Frequently Asked Questions for Sleep Medicine

  • What’s the difference between snoring and Obstructive Sleep Apnea?
  • Snoring occurs when the soft tissues in your throat and upper airway constrict and vibrate. The sound created is termed, “snoring.” When the soft tissues completely close or obstruct the airway and prevent air from reaching your lungs, it is called Obstructive Sleep Apnea (OSA).

  • Why would I need to consult a medical doctor?
  • There are two reasons you need to consult a physician: first, 40 percent of snorers also have sleep apnea. A sleep study will determine if you have benign snoring, or if you also have OSA, which is a serious medical condition. Second, without a medical diagnosis of OSA, insurance will not cover any portion of treatment.

  • What if I don’t consult a medical doctor for a diagnosis?
  • OSA doesn’t always have noticeable symptoms at first. If you don’t consult a medical doctor about your snoring, you won’t have all of the necessary information available to you. Without this information, you can’t make the best, or most-informed decisions about your treatment. And again, without a medical diagnosis, all costs for treatment will be out-of-pocket.

  • What is an Oral Appliance (OA)?
  • Oral Appliances are FDA-approved, custom-made, intra-oral appliances that are used to treat snoring and OSA by positioning your lower jaw in the optimal position for maximum airway support during sleep.

  • How do I know if I am a candidate for an Oral Appliance?
  • Only through a professional evaluation. While previous use of a nightguard, sports guard or other removable device can indicate that you can successfully wear the device, an evaluation with your doctor is required to determine whether an OA can manage your snoring and/or OSA.

  • What does it feel like in your mouth?
  • Oral appliances are comprised of two units that fit over your upper and lower teeth; some are connected to each other, and others aren’t. Most patients adapt quickly to the OA; it may feel “strange” at first, simply because it’s something new and different. This sensation quickly goes away as the mouth becomes accustomed to the device.

  • Does it hurt to wear an Oral Appliance?
  • There is some discomfort during the initial period of wear, but it usually resolves quickly, as the device is adjusted and the mouth adapts.

  • How long does it take to get an OA?
  • After the initial exam and consultation, you will be scheduled for an appointment to take impressions and bite registration. Approximately 4 weeks after this appointment, you will be fitted with the appliance and begin the process of advancing to the prescribed jaw position. After period of time using the OA, you will return for final testing while wearing the OA to verify the device is working. This means there will typically be 4-6 appointments over 6-8 weeks, depending on your individual needs and scheduling availability.

  • How do I keep my appliance clean and safe?
  • After removing your OA each morning, brush your OA with a soft toothbrush without toothpaste and place in a sonic cleaner with an approved cleansing tablet. When finished, dump out the used cleanser, refill the container with clean water and put in the OA. When traveling, keep the OA in its protective container.

  • Are there any side effects with the Oral Appliance?
  • There have been few side effects reported. It is common to experience a temporary increase in salivation and perhaps some tenderness in the jaw joint area during the adjustment period.
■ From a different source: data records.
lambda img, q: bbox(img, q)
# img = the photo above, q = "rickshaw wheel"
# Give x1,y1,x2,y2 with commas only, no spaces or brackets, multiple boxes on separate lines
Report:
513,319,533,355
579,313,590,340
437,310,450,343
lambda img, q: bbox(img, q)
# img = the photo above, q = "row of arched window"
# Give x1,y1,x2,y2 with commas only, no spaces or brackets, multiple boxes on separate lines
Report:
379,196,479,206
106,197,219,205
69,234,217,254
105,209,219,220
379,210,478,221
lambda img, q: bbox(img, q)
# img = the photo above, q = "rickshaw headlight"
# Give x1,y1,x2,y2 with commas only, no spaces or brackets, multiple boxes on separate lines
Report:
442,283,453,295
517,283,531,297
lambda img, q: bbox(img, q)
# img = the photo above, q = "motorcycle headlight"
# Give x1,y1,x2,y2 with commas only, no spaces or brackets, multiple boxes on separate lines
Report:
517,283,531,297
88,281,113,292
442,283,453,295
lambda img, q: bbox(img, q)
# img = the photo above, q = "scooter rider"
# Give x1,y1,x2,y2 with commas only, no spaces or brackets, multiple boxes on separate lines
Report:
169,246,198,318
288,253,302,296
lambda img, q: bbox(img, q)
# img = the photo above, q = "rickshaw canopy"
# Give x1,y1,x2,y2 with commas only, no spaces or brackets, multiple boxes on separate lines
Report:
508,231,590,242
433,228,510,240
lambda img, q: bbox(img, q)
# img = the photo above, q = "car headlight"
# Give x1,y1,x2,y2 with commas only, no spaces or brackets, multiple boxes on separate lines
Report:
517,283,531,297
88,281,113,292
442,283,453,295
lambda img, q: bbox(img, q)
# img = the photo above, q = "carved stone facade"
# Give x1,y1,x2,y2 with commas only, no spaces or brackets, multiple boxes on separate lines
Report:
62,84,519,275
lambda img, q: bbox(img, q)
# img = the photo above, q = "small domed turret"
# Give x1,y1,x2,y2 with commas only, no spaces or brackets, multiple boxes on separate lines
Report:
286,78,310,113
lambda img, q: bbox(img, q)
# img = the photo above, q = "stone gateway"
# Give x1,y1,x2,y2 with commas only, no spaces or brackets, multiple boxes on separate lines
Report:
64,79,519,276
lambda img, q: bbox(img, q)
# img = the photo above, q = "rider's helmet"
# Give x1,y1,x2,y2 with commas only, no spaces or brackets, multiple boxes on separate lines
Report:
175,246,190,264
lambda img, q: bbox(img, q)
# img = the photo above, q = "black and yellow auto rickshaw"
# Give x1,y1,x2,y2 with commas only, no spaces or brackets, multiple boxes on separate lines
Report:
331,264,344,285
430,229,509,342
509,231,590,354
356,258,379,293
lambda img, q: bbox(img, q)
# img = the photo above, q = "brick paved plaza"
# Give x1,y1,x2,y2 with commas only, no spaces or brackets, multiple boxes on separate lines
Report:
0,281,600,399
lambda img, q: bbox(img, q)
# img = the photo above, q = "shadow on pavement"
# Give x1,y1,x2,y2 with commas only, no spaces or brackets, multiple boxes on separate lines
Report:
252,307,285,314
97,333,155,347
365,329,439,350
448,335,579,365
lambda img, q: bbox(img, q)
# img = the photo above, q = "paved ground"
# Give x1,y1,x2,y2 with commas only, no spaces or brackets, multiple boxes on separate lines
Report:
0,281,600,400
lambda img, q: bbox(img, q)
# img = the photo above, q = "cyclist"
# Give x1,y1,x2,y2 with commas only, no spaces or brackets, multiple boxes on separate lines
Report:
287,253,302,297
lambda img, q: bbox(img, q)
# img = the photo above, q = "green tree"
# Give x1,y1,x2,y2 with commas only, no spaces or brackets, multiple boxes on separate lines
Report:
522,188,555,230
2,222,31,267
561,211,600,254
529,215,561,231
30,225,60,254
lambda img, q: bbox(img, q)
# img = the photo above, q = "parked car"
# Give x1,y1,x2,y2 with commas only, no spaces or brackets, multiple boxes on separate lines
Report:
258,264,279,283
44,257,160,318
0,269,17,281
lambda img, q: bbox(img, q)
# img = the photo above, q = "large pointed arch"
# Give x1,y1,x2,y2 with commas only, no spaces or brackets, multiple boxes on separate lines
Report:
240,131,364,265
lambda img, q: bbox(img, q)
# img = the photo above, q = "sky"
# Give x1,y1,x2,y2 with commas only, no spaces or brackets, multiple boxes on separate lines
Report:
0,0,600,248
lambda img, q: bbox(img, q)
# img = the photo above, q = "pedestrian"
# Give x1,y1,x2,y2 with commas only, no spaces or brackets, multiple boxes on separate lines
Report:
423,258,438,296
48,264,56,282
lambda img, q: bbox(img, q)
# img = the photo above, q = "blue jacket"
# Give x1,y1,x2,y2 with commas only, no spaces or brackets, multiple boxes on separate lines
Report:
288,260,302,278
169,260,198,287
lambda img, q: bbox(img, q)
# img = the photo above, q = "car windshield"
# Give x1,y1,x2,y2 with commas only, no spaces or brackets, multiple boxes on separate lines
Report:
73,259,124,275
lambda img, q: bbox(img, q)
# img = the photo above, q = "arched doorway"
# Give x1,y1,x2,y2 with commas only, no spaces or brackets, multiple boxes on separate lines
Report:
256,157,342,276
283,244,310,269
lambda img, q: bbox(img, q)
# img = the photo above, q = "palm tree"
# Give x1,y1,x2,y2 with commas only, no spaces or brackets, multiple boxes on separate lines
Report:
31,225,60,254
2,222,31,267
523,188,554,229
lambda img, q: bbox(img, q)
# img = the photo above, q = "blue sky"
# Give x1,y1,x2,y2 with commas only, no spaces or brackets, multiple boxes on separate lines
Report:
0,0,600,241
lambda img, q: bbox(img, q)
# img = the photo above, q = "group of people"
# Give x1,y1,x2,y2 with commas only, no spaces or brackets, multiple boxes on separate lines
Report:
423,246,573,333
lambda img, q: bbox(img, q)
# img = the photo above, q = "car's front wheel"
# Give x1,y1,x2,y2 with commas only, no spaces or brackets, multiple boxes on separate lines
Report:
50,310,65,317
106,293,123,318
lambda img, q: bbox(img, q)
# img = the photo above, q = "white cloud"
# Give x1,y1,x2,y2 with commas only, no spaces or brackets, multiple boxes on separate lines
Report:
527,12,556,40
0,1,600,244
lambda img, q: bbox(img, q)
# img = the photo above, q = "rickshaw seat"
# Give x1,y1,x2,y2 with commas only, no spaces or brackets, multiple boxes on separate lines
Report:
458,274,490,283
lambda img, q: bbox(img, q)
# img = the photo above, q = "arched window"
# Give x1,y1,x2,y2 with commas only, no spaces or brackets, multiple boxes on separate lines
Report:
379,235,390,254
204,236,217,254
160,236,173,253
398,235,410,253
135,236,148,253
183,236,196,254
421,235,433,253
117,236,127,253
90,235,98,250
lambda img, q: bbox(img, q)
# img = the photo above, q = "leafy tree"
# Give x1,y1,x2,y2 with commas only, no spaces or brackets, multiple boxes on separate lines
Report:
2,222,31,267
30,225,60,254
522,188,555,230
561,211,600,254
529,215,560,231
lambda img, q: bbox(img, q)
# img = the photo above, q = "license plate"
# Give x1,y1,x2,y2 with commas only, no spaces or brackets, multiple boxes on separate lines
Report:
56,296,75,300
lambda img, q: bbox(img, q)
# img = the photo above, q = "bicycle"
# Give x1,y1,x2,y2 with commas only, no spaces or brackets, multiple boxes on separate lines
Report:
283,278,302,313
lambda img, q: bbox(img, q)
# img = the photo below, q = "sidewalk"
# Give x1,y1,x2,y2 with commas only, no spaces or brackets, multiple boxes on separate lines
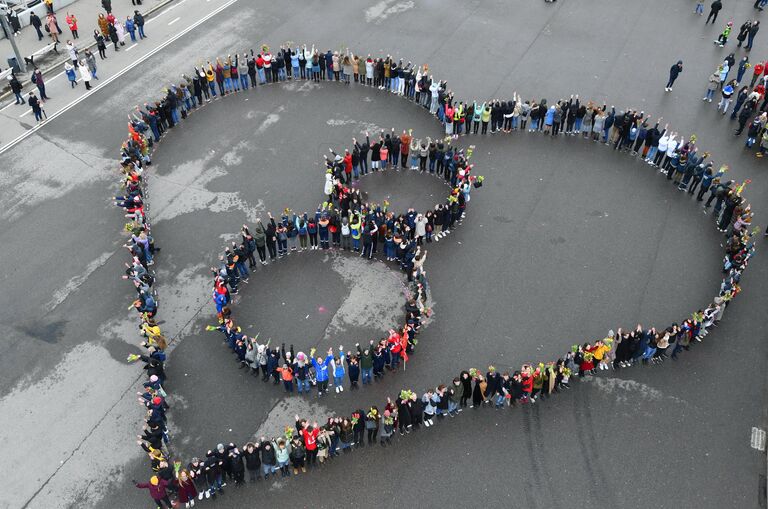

Your treatment will continue after the initial period for annual check-ups, so that any possible side effects can be addressed.

  • Is an Oral Appliance more effective than CPAP?
  • An Oral Appliance has been shown to be just as effective as CPAP for people with mild to moderate OSA and a better treatment for people with upper airway resistance syndrome. It is also a good first line treatment for those who are experiencing insomnia type symptoms with their sleep apnea. If you can tolerate it, a CPAP is a better first line treatment for people with severe sleep apnea.

  • Why can’t I just wear one of those nasal strips to cure my snoring?
  • Nasal strips on the market have been shown to improve flow of air just through the nose. Snoring isn’t always a nasal-obstruction issue. Sometimes it’s a combination of nasal and oral. Since the only effective way to treat snoring and sleep apnea is to increase the size of air passage beyond the nose, CPAP, surgery and OA therapy are the more clinically effective methods. It is Dr. Christian’s strong, personal opinion that all reversible methods should be explored before irreversible procedures are considered!

  • Does insurance cover the cost of an OA?
  • It depends on the diagnosis. We have yet to have either dental or medical cover any snoring appliances. OSA is a medical condition, requires a sleep study and physician’s diagnosis. With an OSA diagnosis, we most often see reimbursement between 60-80% of insurance allowables, depending on specific plan details. Your individual financial and medical insurance situation will be reviewed with you by one of our insurance billing specialists.